A team of researchers is rethinking the basis for calculating pensions.

Once again, the bright and conscientious academics at Boston College's Center for Retirement Research (CRR) have issued a timely and insightful report on pension finances that should be studied closely by every professional and policy-maker in the public sector. This time, they have taken on the issue of pension spiking and the broader issue of how we calculate lifetime defined-benefit pensions in the first place.

Historically, pension plans have based their life annuity payments on the retiring employee's final salary.

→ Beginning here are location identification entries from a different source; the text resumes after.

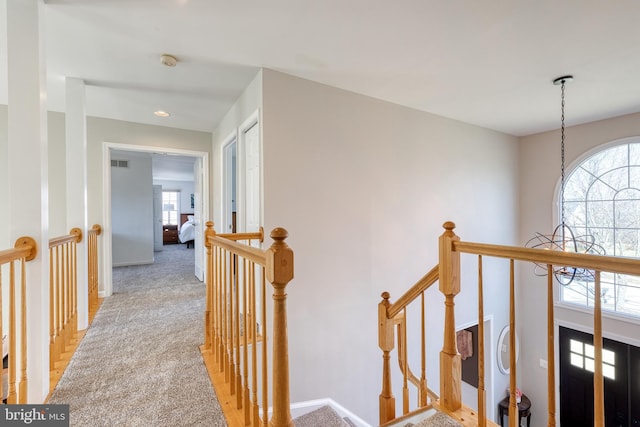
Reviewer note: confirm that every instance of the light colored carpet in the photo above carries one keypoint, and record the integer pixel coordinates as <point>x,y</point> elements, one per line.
<point>439,420</point>
<point>324,416</point>
<point>139,363</point>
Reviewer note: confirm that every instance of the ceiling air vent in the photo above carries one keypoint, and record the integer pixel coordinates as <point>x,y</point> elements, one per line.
<point>119,163</point>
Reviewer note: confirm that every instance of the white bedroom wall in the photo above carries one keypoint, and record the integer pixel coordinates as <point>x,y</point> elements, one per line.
<point>363,187</point>
<point>4,178</point>
<point>132,210</point>
<point>539,166</point>
<point>57,175</point>
<point>115,131</point>
<point>249,102</point>
<point>184,187</point>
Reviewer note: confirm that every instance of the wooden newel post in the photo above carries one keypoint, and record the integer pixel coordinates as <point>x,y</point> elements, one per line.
<point>279,273</point>
<point>208,338</point>
<point>450,362</point>
<point>386,343</point>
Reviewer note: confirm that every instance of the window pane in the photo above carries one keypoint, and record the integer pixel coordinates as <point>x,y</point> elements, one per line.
<point>577,360</point>
<point>608,356</point>
<point>609,371</point>
<point>589,350</point>
<point>589,365</point>
<point>575,346</point>
<point>602,200</point>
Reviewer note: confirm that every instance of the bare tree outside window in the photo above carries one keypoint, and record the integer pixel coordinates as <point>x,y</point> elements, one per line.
<point>602,198</point>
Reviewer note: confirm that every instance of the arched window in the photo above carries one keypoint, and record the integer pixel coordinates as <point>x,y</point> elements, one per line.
<point>602,198</point>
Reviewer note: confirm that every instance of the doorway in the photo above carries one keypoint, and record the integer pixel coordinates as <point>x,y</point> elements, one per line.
<point>621,362</point>
<point>201,194</point>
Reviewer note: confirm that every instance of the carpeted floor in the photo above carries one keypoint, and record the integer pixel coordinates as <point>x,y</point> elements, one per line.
<point>139,363</point>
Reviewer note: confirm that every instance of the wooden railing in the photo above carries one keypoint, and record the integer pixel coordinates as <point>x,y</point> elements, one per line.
<point>63,292</point>
<point>93,270</point>
<point>25,249</point>
<point>237,329</point>
<point>447,272</point>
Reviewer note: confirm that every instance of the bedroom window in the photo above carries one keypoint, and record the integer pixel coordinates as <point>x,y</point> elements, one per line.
<point>602,198</point>
<point>170,207</point>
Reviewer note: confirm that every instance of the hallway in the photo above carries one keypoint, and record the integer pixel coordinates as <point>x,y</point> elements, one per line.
<point>139,363</point>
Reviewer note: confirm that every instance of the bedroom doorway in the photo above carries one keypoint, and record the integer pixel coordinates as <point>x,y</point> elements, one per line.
<point>201,194</point>
<point>229,170</point>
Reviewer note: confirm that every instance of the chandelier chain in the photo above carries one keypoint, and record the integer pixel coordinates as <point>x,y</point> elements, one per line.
<point>562,212</point>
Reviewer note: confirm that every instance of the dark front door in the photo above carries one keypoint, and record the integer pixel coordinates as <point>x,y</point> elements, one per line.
<point>576,380</point>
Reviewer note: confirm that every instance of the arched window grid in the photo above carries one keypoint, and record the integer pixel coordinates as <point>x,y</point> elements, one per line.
<point>605,203</point>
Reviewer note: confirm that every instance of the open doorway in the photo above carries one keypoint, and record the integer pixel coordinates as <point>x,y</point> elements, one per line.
<point>229,170</point>
<point>200,196</point>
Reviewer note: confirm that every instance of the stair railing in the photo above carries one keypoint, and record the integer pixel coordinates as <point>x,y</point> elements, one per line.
<point>236,325</point>
<point>63,293</point>
<point>25,250</point>
<point>93,270</point>
<point>450,248</point>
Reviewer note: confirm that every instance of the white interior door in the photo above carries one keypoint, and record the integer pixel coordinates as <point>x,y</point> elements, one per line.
<point>229,169</point>
<point>198,214</point>
<point>252,176</point>
<point>157,218</point>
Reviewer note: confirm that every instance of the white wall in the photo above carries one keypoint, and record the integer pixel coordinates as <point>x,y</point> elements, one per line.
<point>363,187</point>
<point>248,103</point>
<point>184,187</point>
<point>132,210</point>
<point>115,131</point>
<point>57,175</point>
<point>4,179</point>
<point>539,178</point>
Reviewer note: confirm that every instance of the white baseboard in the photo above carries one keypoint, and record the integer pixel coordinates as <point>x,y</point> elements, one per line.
<point>301,408</point>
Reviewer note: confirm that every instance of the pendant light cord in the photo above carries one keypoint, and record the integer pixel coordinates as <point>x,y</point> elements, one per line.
<point>562,210</point>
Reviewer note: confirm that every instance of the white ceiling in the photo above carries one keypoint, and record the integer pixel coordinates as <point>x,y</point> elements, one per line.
<point>489,63</point>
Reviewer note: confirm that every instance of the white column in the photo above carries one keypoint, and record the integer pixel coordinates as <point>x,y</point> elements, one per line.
<point>76,147</point>
<point>27,173</point>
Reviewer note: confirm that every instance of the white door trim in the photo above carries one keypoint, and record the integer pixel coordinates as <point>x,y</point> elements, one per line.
<point>107,279</point>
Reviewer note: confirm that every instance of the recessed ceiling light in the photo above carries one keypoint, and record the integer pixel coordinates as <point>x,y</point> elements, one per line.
<point>168,60</point>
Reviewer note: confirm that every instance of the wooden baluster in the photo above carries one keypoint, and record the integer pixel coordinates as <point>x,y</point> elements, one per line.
<point>482,398</point>
<point>229,305</point>
<point>450,362</point>
<point>59,299</point>
<point>233,325</point>
<point>551,366</point>
<point>422,392</point>
<point>208,311</point>
<point>513,406</point>
<point>225,316</point>
<point>279,273</point>
<point>254,351</point>
<point>239,283</point>
<point>598,380</point>
<point>245,334</point>
<point>52,324</point>
<point>23,333</point>
<point>386,342</point>
<point>220,304</point>
<point>265,373</point>
<point>402,348</point>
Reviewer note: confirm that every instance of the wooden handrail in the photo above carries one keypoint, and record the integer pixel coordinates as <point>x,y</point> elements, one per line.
<point>232,324</point>
<point>543,256</point>
<point>414,292</point>
<point>25,247</point>
<point>75,236</point>
<point>24,250</point>
<point>447,272</point>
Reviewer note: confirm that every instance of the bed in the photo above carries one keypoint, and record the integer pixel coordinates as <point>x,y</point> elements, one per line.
<point>187,229</point>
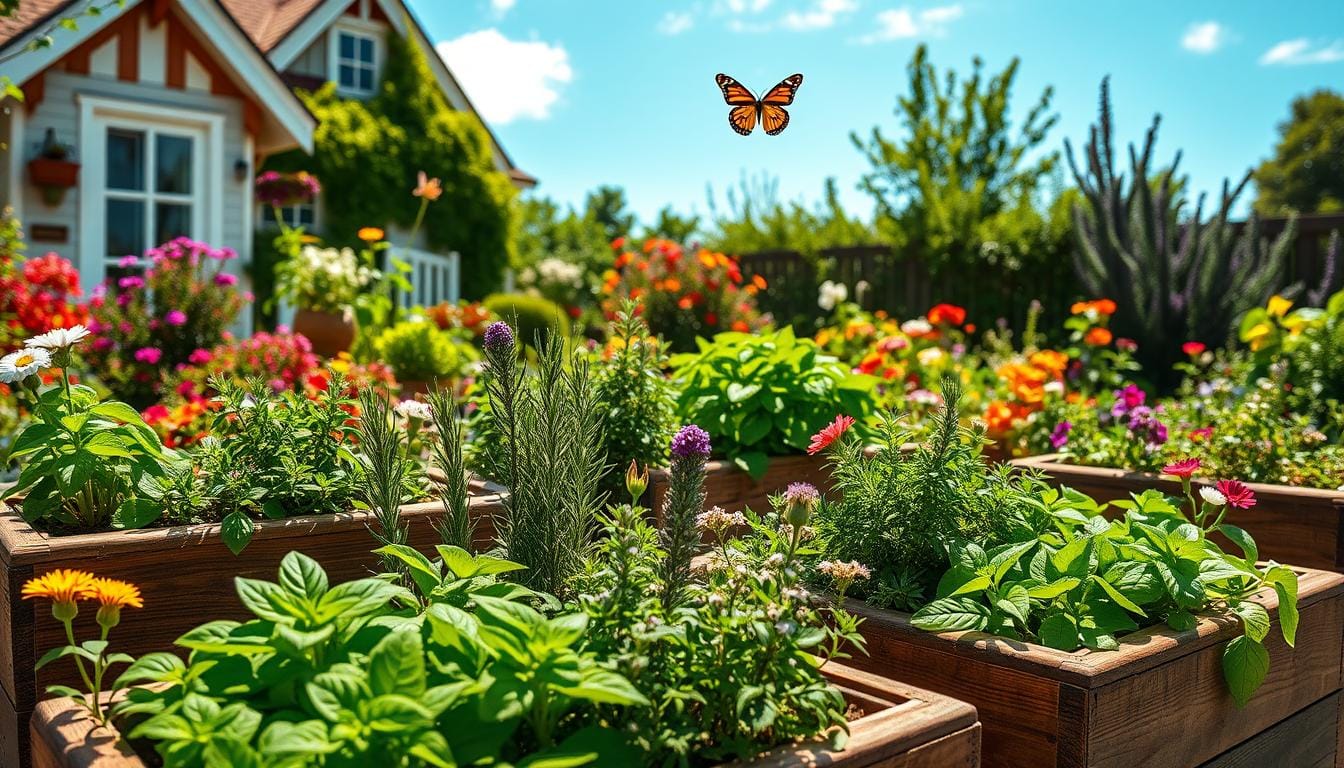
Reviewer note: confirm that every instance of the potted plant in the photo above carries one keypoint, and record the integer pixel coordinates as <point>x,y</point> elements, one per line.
<point>53,171</point>
<point>1082,640</point>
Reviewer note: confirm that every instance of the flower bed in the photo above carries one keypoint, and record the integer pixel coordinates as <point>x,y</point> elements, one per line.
<point>1304,526</point>
<point>186,572</point>
<point>1156,701</point>
<point>902,726</point>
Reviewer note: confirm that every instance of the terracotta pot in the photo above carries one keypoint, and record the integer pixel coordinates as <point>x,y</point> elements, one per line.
<point>329,332</point>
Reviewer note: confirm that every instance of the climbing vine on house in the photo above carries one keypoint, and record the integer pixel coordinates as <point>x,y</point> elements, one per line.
<point>367,155</point>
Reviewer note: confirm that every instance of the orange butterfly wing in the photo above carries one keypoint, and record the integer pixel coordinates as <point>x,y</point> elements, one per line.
<point>742,119</point>
<point>734,93</point>
<point>782,93</point>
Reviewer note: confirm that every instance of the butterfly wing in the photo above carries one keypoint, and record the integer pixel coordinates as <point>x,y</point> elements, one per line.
<point>782,93</point>
<point>742,119</point>
<point>773,119</point>
<point>734,93</point>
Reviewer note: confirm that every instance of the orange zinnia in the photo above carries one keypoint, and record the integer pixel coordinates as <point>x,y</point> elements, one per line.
<point>61,585</point>
<point>1098,336</point>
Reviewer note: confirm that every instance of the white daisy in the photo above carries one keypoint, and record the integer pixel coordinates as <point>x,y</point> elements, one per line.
<point>414,409</point>
<point>1212,495</point>
<point>58,338</point>
<point>18,366</point>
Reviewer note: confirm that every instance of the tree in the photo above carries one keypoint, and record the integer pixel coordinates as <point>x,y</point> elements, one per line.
<point>958,162</point>
<point>672,226</point>
<point>1307,171</point>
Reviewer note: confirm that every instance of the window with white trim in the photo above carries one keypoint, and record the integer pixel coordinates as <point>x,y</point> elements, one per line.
<point>151,188</point>
<point>356,62</point>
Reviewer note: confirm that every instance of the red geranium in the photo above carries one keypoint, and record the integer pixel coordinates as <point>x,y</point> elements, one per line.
<point>1237,494</point>
<point>829,433</point>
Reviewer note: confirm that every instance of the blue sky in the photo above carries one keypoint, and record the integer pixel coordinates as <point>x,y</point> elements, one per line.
<point>614,92</point>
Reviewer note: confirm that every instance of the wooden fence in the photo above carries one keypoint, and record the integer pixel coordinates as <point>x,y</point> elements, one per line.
<point>905,287</point>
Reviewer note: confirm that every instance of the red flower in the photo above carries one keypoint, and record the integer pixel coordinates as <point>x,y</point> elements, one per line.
<point>946,315</point>
<point>829,433</point>
<point>1183,468</point>
<point>1237,494</point>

This "final average compensation" often includes the highest one to three years of the employees' earnings. The logic of these Final Pay formulas is that the pension benefit is designed to provide retirement replacement income at some fraction of the worker's final pay, so that they can afford to retire in dignity and with confidence that they can cover their expenses.

The problem with the formula is that employees, especially those in unions with seniority-based pay systems and practices, have figured out how to game the system with all kinds of maneuvers to inflate the final compensation of an employee just before they retire. Common abuses are the inclusion of overtime, accumulated sick leave, specialists' pay, bonuses and late-career promotions. This is not just a union problem, however, as the recent Bell, California, pension scandal so vividly reminds us. Management employees also game the system with late-life pay increases that were never funded in their earlier career years. In multi-employer pooled plans like Bell's, the former employers get stuck with the bills for outrageous pension costs for scandalous pay that they never approved.

This column focuses on one important feature of the CRR report: The mathematical defect of a defined benefit system that bases the pension on late-career earnings. We need to reform that calculation, and nowadays we have the computer systems to do it.

In the early days of government, the pension calculation had to be based on recent payroll records because many public employers had such primitive (often semi-manual) payroll systems and employment databases that it would have been virtually impossible to capture, retain and calculate the employee's lifetime earnings. That's no longer a problem, however, especially for new employees. One of the wonders of the modern digital age is that we can easily store all the employees' lifetime earnings in a database that can now be used to calculate the pension.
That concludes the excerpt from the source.